Bella spends the rest of the book going crazy, imagining Edward's voice and partaking in ever more self-destructive activities. During this time she befriends Jacob Black, who turns out to be a werewolf but is still way better for her than Edward. She finally regains Edward's attention after she deliberately jumps off a cliff and almost dies. Edward, being a thirteen-year-old girl, thinks Bella has died and goes to Italy to commit suicide. He attempts to do this by exposing himself to the sun at noon in an Italian town. Since sunlight doesn't actually harm Twilight vampires, one must assume that Edward is hoping some macho Italians will see him in at full sparkle and beat him to death for being gay.
Bella teams up with Edward's sister Alice, who turns out to be straight and taken but is still way better for her than Edward, to rescue her ex from his emoness. After a crazy mix up that finds Bella and Edward temporarily in an Anne Rice novel, Edward reaccepts her.

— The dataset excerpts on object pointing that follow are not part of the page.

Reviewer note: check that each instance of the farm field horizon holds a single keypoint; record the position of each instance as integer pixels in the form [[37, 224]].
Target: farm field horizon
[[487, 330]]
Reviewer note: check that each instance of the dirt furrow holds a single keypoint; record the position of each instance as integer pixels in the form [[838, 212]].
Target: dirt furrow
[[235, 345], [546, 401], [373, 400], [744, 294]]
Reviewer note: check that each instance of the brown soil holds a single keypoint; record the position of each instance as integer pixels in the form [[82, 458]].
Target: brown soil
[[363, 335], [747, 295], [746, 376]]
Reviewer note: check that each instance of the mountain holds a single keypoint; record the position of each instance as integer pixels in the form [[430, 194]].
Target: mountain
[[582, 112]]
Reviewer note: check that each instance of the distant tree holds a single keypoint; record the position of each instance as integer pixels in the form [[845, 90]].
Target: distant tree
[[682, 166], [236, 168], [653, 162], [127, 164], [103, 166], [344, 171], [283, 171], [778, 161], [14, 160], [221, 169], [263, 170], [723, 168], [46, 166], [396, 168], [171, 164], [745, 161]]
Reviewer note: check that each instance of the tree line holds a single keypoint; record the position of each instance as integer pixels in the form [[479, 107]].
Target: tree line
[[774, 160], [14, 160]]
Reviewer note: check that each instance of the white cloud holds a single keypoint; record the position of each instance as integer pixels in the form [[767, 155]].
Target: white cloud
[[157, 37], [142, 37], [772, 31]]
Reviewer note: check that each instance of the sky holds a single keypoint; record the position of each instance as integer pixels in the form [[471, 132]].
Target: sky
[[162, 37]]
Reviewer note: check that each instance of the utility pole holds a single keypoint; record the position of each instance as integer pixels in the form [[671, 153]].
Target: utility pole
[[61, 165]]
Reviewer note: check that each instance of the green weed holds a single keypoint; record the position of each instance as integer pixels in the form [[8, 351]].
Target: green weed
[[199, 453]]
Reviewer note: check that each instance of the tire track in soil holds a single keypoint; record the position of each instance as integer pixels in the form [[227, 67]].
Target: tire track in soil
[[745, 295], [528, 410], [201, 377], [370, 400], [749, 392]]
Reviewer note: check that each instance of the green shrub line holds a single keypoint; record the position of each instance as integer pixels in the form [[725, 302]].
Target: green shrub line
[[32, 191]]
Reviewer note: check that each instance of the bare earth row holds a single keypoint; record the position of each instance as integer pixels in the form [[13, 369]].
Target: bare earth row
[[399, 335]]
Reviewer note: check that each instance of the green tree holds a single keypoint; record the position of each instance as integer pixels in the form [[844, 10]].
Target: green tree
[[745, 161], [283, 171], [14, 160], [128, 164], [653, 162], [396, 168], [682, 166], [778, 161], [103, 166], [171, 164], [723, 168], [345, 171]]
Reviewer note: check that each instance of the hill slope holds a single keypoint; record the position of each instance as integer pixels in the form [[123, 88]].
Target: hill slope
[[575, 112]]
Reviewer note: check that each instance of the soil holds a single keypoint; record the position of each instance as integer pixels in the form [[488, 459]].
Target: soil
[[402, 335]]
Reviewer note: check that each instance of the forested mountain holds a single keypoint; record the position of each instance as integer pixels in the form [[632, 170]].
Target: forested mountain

This novel thus teaches two important lessons to young girls everywhere:
1) If a guy dumps you and says he doesn't love you anymore, he doesn't mean it. All you have to do is beg and destroy your life to prove that you really love him, and he'll come right back and love you even more!
2) It is perfectly cool to string along innocent but decent guys who are crushing on you and then dump them immediately as soon as your ex-boyfriend reappears, and totally normal if said ex-boyfriend forbids you from seeing your old friend. After all, your love for your ex must be far stronger, because he makes you feel 'alive' and 'dangerous' since he's always on the verge of killing you. And stalking you. We can't really mention that enough.
I wish I could hate this series to death.